Cross-platform toolkit for FireRedVAD — SOTA voice activity detection and audio event detection.

Three models, one toolkit, runs everywhere:

Model What it does Output
VAD Speech detection (non-stream) Speech timestamps
Stream-VAD Real-time speech detection (frame-by-frame) Per-frame speech probability
AED Audio event detection (non-stream) Speech / Singing / Music timestamps

All models are based on DFSMN architecture, ~2.2MB each (~588K params), support 100+ languages.

Packages

Python (omnivad/)

PyPI package with native C bindings (ncnn). Models bundled in wheel.

pip install omnivad

CLI:

omnivad audio.wav                        # VAD + AED → audio.TextGrid
omnivad audio.wav -o out.json            # Output as JSON
omnivad audio.wav -o out.srt             # Output as SRT
omnivad audio.wav -o out.vtt             # Output as WebVTT
omnivad audio.wav -f srt                 # Format flag (textgrid/json/srt/vtt)
omnivad audio.wav -m vad                 # VAD only
omnivad audio.wav -m aed                 # AED only (speech/singing/music)
omnivad long.wav --chunk 600 --overlap 2 # Chunked processing for large audio
python -m omnivad audio.wav              # Also works

Python API:

from omnivad import OmniVAD, OmniStreamVAD, OmniAED
import numpy as np

vad = OmniVAD()

# File path — auto-loads as float32 [-1,1]
result = vad.detect("audio.wav")
# {'duration': 2.24, 'timestamps': [(0.26, 1.82)]}

# Float32 array [-1.0, 1.0] — from soundfile, torchaudio, librosa
result = vad.detect(float32_array)

# Int16 array — from raw WAV, microphone PCM
result = vad.detect(np.array([...], dtype=np.int16))
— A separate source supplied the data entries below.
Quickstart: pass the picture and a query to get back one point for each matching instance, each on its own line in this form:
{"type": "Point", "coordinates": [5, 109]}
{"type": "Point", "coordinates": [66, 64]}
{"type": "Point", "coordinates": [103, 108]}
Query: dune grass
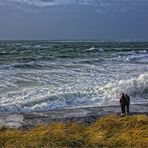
{"type": "Point", "coordinates": [109, 131]}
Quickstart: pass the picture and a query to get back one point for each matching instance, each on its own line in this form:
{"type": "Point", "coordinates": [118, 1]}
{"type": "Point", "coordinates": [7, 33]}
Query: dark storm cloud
{"type": "Point", "coordinates": [73, 19]}
{"type": "Point", "coordinates": [101, 5]}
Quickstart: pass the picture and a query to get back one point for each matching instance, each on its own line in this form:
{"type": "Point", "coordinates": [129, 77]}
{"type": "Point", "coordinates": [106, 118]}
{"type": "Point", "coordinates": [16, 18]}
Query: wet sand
{"type": "Point", "coordinates": [82, 115]}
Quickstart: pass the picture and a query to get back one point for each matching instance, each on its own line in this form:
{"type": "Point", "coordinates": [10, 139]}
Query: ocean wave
{"type": "Point", "coordinates": [137, 88]}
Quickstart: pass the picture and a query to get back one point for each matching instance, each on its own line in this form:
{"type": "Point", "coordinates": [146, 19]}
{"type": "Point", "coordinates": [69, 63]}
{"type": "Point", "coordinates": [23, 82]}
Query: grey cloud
{"type": "Point", "coordinates": [101, 6]}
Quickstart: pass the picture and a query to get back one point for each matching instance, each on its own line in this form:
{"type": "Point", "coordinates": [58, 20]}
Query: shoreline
{"type": "Point", "coordinates": [86, 115]}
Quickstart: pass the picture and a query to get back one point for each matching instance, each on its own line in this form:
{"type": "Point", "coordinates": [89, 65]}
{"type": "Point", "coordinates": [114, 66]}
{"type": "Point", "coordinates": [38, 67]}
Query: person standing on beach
{"type": "Point", "coordinates": [127, 102]}
{"type": "Point", "coordinates": [122, 104]}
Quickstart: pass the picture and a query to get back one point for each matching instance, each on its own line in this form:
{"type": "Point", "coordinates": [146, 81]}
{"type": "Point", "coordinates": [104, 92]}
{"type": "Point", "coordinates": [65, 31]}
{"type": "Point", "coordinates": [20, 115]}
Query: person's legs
{"type": "Point", "coordinates": [127, 108]}
{"type": "Point", "coordinates": [123, 109]}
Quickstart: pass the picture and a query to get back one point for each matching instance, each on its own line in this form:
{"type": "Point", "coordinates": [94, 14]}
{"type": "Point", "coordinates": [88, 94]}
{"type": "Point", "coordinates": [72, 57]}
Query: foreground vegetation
{"type": "Point", "coordinates": [109, 131]}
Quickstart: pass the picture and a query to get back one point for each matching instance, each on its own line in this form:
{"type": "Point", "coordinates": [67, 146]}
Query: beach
{"type": "Point", "coordinates": [79, 115]}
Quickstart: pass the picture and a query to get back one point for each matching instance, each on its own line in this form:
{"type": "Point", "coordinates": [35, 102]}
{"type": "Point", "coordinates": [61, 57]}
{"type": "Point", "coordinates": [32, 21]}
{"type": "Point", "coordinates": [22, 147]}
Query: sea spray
{"type": "Point", "coordinates": [134, 87]}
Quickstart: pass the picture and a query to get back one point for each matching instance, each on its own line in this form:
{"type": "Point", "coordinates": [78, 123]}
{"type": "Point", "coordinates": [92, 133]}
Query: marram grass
{"type": "Point", "coordinates": [109, 131]}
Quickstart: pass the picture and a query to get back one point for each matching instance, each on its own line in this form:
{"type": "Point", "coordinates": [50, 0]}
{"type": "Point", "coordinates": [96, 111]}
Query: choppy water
{"type": "Point", "coordinates": [41, 75]}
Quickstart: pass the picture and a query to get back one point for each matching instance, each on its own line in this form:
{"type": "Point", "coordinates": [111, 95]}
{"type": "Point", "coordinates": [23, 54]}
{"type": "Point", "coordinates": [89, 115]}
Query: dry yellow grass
{"type": "Point", "coordinates": [109, 131]}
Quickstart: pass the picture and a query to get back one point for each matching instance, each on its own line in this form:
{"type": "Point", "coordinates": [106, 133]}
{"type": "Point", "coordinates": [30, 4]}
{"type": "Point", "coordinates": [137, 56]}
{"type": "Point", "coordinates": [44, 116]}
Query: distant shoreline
{"type": "Point", "coordinates": [80, 115]}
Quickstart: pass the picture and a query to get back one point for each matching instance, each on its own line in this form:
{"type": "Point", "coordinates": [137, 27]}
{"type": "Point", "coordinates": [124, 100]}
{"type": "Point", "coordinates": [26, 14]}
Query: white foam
{"type": "Point", "coordinates": [137, 88]}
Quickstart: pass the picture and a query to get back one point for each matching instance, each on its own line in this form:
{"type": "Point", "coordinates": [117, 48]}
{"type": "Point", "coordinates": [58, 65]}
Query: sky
{"type": "Point", "coordinates": [74, 20]}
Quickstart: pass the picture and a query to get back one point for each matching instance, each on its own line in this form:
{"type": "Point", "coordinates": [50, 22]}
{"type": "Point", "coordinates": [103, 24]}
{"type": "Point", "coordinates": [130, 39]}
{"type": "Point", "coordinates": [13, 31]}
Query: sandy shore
{"type": "Point", "coordinates": [82, 115]}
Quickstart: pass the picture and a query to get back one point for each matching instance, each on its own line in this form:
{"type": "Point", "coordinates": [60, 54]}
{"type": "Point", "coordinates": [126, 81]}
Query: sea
{"type": "Point", "coordinates": [54, 75]}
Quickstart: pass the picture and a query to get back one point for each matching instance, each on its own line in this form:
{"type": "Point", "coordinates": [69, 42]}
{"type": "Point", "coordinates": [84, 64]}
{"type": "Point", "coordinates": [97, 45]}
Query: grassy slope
{"type": "Point", "coordinates": [109, 131]}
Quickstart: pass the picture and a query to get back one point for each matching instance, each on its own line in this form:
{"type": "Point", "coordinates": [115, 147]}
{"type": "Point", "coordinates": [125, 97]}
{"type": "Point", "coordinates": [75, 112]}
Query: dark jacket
{"type": "Point", "coordinates": [127, 99]}
{"type": "Point", "coordinates": [123, 100]}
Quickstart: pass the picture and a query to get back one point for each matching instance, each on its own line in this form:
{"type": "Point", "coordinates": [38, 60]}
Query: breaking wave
{"type": "Point", "coordinates": [137, 88]}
# Large audio — chunked processing with overlap
# overlap_seconds must be smaller than chunk_seconds
result = vad.detect("long.wav", chunk_seconds=600, overlap_seconds=2)

# Stream VAD — real-time, feed 160 int16 samples (10ms) at a time
svad = OmniStreamVAD()
frame = None
while frame is None:
    frame = svad.process(pcm_160_int16)
# StreamResult(time=0.420s, confidence=0.95, is_speech=True)

# AED — speech + singing + music
aed = OmniAED()
events = aed.detect("audio.wav")
# {'duration': 22.0, 'events': {'speech': [...], 'singing': [...], 'music': [...]}}

Platforms: macOS (arm64/x86_64), Linux (x86_64/aarch64), Windows (x86_64)

C/C++ Native Library (native/)

Unified C API with ncnn backend. Single header, single library.

#include "omnivad.h"

int err = OMNI_OK;

// VAD — whole audio to speech segments
OmniVadHandle vad = omni_vad_create("vad.omnivad", &err);
omni_vad_detect_int16(vad, pcm, num_samples, &config, &segments, &count);
// segments[0] = { start: 0.44, end: 1.82 }

// Stream VAD — real-time, 10ms per frame
OmniStreamVadHandle svad = omni_stream_vad_create("stream-vad.omnivad", 0.5f, &err);
omni_stream_vad_process(svad, pcm_160_samples, 160, &result);
// result.confidence = 0.95, result.is_speech = true

// AED — speech + singing + music detection
OmniAedHandle aed = omni_aed_create("aed.omnivad", &err);
omni_aed_detect_int16(aed, pcm, num_samples, &config, &segments, &count);
// segments[0] = { start: 0.09, end: 12.32, cls: OMNI_AED_MUSIC }

Build:

# Prerequisites: cmake, ncnn (brew install ncnn)
cd native
cmake -B build && cmake --build build -j$(nproc)

# Test
./build/test_all ../models/ audio.wav

Platforms: macOS (arm64/x86_64), Linux (x86_64/aarch64), Windows (x86_64), Android (armeabi-v7a/arm64-v8a)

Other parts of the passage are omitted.